But there is a definite undertone of trepidation in many social circles that role-playing and the empathy that it generates is a threat, or potentially a threat, and that makes them uneasy. Unfortunately, greater discussion of the potentiality of that threat doesn't comfort them – it actually completely reinforces that they have a legitimate concern, because they do.

As people who would like to spread gaming to an even larger population, it's definitely in our best interest to have these discussions and talk about the issues.

Plus, it's fun.

That is a very good point. I guess ultimately it's pretty hard for me to understand the total obedience to some sort of morality. Questioning it seems like a good idea.
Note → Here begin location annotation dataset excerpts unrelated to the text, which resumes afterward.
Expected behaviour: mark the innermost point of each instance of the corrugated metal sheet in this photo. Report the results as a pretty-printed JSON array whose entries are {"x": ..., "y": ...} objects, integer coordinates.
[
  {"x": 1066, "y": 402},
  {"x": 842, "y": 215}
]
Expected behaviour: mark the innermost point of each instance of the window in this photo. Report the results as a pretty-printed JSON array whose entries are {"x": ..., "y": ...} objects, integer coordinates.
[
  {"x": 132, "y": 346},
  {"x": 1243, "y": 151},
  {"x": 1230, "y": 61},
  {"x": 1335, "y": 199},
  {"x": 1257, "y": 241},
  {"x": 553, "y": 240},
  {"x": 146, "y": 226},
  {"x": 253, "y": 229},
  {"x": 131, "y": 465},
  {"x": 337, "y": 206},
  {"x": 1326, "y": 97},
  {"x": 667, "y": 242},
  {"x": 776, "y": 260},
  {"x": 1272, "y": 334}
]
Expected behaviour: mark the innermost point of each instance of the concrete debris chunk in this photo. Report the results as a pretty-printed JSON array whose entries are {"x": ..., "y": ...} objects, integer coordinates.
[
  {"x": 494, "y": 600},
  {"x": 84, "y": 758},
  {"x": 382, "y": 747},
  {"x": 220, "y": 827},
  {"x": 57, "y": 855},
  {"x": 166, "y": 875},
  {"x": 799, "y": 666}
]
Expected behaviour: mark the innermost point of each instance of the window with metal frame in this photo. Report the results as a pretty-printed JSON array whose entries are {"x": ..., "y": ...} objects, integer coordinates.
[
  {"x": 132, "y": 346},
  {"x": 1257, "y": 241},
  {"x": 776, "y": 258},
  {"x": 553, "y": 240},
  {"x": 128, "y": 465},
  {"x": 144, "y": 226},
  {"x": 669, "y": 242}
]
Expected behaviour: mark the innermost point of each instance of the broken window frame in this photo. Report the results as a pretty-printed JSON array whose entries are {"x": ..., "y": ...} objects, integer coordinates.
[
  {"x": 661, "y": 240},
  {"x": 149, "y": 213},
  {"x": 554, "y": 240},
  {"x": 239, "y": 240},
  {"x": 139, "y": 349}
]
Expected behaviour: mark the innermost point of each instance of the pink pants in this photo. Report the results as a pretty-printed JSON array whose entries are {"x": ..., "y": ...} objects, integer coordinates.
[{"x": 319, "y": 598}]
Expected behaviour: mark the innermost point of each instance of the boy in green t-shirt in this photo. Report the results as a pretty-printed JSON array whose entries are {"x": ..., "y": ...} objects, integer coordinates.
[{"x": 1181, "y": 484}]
And this is why role-playing as an empathic operation and an empathic experience is good for you. It gives you an opportunity to try and understand the total obedience to some sort of morality, in a sandboxed experience where it's safe to play with those kind of ideas.

But that's the danger, of course, as some would say it. You are safe to play with those kind of ideas in the context of role-playing game. It's just like how there is a strong component of the "alt.right" which is engaged in a long-term LARP, in a sense, where they pretend to be anti-Semitic hyper-conservative partisans while trolling because it's a relatively safe space for them to role-play and engage with those ideas.

That's part of why I don't really take anything about the alt.right seriously in any context, and I am endlessly amused by those who do – but that's an entirely different field of discussion which probably doesn't belong here.

Regardless, the idea of playing with philosophies and moralities that don't align with things that you necessarily agree with is one of the most important things that we do in the course of role-playing games. It's also one of the most fun. And it is simultaneously one of the most dangerous from the perspective of a certain point of view.